When is the next solar eclipse?

The last total solar eclipse in North America occurred on August 21, 2017
The image shows a solar eclipse. — Unsplash
The image shows a solar eclipse. — Unsplash

Get ready for an extraordinary celestial show this spring — a total solar eclipse, a rare and captivating natural event. Here's your ultimate guide to the upcoming eclipse.

When will the next total solar eclipse occur?

Mark your calendars for Monday, April 8, 2024, when daylight turns to darkness, unveiling the sun's magnificent corona for a fleeting moment. The spectacle will grace parts of Mexico, the US, and Canada. The precise timing depends on your location in North America.

What to expect

During "totality", witness the sun completely hidden by the moon. The "path of totality" is the narrow strip where this breathtaking sight is visible. It's essentially the trajectory of the moon's shadow across Earth, specifically where the darkest part of the shadow, called the umbra, falls. To witness this cosmic event, you must be within this zone.

Read more: 2024 eclipse — A rare celestial event to witness

On April 8, 2024, the path will span around 10,000 miles (16,000 kilometres) in length and about 115 miles (185 km) wide.

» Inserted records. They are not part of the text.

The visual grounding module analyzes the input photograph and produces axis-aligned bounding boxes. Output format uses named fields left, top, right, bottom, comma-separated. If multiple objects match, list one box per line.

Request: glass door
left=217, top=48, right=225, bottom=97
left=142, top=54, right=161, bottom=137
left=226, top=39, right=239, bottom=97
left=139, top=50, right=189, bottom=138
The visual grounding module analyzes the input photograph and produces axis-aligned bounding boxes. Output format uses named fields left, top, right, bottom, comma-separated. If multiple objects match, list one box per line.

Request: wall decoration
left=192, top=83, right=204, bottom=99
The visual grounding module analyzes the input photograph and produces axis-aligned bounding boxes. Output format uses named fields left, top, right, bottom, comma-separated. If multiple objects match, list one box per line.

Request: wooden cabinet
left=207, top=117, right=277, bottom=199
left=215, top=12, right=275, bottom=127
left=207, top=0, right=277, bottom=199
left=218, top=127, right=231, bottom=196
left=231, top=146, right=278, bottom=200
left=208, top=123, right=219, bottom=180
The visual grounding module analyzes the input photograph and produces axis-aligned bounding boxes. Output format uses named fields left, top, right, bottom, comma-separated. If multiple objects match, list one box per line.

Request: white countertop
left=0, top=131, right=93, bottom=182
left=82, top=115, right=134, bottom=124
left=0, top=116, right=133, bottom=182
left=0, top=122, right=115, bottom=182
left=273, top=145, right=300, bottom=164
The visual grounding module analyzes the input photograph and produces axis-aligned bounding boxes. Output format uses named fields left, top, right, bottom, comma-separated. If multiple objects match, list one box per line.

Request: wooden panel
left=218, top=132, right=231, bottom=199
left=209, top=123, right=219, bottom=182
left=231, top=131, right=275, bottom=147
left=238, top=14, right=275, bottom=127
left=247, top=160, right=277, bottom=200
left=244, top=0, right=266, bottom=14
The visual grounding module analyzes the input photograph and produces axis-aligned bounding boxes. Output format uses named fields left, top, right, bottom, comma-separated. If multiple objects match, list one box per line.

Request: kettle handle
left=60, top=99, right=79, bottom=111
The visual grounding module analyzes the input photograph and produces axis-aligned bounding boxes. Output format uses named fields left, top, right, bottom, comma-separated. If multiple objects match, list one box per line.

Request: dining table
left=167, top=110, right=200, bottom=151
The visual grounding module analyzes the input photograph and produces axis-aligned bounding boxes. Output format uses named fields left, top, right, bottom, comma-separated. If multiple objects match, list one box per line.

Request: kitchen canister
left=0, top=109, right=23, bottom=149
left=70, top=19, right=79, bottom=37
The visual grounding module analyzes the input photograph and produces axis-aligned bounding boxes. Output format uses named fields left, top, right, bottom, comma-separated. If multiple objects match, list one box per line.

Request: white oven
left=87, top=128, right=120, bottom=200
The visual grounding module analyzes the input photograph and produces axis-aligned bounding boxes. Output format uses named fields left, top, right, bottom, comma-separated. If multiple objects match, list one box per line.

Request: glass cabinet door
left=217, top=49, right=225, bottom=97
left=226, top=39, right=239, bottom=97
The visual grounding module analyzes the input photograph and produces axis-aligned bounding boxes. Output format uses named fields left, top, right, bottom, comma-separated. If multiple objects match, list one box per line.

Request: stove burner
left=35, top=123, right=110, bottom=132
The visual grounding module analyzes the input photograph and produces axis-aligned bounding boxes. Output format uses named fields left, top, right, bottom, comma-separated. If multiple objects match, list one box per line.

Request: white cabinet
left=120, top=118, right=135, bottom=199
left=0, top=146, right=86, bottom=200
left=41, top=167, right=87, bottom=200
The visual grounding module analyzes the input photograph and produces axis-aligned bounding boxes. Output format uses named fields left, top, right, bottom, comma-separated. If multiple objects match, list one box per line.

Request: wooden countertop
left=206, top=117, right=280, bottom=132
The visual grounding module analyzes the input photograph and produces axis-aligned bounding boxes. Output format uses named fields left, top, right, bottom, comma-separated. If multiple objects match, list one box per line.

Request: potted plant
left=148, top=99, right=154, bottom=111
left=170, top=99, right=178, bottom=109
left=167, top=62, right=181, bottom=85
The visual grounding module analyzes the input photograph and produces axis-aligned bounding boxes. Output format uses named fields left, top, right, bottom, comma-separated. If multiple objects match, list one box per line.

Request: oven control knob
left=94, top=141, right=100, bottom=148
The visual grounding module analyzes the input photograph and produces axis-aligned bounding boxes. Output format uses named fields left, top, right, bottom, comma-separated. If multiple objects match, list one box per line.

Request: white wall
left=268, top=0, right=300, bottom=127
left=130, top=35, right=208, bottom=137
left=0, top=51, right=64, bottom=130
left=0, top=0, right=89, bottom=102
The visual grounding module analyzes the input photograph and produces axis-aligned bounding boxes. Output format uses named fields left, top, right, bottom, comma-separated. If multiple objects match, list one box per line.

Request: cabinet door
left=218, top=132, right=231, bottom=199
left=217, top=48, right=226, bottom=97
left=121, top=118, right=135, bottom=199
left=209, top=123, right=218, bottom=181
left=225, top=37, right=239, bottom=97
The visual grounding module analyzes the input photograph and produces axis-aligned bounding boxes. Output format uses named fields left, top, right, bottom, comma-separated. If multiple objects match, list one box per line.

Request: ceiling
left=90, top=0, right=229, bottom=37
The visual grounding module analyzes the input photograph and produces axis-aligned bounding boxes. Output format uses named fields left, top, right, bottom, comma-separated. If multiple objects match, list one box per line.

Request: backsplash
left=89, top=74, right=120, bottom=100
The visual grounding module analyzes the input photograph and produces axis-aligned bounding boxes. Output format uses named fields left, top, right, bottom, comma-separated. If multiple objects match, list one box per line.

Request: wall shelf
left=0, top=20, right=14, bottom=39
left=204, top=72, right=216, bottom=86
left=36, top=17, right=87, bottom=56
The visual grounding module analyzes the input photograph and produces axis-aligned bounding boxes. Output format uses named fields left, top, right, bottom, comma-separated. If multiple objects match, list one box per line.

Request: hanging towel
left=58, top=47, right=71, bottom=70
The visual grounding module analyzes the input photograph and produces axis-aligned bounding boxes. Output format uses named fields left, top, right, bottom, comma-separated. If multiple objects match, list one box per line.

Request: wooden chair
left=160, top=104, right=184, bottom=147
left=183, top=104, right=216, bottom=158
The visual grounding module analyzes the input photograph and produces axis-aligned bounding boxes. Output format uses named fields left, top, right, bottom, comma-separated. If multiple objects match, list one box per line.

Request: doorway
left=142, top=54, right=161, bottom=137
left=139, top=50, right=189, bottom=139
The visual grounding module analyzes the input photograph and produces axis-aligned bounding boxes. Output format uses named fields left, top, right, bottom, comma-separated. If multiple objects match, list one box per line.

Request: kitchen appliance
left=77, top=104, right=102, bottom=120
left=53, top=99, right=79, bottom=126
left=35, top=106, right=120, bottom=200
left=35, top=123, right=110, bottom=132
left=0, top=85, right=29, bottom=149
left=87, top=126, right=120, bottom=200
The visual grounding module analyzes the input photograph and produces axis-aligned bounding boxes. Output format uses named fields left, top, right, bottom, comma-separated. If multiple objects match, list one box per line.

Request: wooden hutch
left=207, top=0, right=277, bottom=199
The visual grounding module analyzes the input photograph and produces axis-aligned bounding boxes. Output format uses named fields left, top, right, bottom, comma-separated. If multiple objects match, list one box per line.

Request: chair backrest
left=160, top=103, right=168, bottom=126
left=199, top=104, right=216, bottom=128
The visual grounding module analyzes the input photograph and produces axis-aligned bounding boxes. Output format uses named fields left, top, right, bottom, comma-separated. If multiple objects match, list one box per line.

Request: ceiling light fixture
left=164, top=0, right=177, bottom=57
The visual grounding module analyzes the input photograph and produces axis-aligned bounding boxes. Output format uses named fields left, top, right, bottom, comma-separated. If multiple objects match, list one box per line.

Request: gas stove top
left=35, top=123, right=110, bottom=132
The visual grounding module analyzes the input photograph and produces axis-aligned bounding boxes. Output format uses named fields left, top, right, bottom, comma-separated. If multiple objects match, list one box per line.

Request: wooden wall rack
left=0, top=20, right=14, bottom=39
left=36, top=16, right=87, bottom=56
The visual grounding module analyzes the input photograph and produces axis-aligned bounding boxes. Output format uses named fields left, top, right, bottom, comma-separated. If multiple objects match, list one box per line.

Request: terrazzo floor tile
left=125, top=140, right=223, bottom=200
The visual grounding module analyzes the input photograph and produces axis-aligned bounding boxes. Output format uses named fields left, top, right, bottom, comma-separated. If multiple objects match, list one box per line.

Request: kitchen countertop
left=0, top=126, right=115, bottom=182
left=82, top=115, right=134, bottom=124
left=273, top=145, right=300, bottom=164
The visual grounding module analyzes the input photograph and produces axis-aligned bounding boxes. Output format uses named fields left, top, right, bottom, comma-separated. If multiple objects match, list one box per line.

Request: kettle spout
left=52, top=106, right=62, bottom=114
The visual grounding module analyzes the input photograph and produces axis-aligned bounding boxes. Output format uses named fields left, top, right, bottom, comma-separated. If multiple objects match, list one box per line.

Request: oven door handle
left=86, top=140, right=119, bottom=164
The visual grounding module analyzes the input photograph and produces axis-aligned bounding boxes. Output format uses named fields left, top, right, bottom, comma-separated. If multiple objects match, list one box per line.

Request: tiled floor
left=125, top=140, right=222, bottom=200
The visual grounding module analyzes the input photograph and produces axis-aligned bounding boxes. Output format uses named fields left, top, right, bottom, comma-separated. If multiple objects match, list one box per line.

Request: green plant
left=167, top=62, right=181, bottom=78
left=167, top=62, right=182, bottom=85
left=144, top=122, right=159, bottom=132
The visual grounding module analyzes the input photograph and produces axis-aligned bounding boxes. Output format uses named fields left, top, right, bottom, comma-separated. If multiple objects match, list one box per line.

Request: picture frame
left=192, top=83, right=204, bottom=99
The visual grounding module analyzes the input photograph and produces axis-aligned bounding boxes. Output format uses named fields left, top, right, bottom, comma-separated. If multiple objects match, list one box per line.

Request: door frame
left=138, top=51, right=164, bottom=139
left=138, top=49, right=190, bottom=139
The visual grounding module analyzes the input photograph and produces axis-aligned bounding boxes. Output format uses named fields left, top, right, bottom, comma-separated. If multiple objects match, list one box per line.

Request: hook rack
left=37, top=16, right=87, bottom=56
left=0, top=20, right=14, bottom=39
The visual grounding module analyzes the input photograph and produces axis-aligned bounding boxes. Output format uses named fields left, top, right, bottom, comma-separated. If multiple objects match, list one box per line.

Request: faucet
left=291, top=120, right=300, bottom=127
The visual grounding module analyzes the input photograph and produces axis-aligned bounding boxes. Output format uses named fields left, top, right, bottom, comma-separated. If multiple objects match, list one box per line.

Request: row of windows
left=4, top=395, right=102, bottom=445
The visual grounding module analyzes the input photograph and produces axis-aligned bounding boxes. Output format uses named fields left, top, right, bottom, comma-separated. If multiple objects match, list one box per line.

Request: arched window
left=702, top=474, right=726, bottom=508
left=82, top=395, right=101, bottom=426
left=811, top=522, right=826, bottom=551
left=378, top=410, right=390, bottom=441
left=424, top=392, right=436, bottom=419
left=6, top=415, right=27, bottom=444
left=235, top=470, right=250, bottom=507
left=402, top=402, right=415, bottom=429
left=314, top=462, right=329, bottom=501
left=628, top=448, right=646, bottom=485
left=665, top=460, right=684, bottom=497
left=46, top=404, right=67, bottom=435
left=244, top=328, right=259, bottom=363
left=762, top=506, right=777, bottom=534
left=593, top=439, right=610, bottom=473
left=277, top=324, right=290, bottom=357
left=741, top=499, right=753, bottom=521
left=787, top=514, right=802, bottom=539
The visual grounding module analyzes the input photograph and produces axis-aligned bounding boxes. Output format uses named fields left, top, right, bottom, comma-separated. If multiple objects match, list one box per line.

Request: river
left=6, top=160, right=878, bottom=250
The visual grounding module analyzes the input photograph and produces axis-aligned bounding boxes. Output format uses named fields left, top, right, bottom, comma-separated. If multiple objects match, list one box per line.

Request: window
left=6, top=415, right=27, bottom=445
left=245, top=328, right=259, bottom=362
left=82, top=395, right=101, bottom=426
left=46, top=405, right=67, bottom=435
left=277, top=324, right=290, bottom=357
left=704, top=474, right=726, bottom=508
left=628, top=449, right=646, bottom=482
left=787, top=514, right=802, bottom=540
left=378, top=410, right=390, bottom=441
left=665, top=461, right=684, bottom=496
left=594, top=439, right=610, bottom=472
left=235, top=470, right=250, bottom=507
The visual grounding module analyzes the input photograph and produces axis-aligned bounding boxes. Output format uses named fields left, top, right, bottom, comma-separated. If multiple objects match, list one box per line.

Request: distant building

Starting from northwest Mexico, it will journey across parts of various US states and Canadian provinces.

When was the last total solar eclipse in America?

The last total solar eclipse in North America occurred on August 21, 2017, while the next for the contiguous US is expected on August 23, 2044.

What are total solar eclipses

These remarkable occurrences stem from a cosmic coincidence — the moon's size in our sky aligning with the sun's apparent size. When the New Moon passes between Earth and the sun, it results in eclipse seasons, offering partial, annular, and total solar eclipses.

While partial eclipses happen more frequently, total solar eclipses occur approximately every 18 months worldwide. However, viewing two total eclipses from the same location might take centuries.

Duration-wise, a full eclipse spans about three hours, but the spellbinding totality lasts mere seconds to a maximum of 7.5 minutes.

Remember, proper eye protection like eclipse glasses is crucial during the partial phases. But during totality, it's safe to gaze at the spectacle with the naked eye if you're within the path.

Embrace this rare astronomical phenomenon safely and witness nature's incredible spectacle during the 2024 total solar eclipse.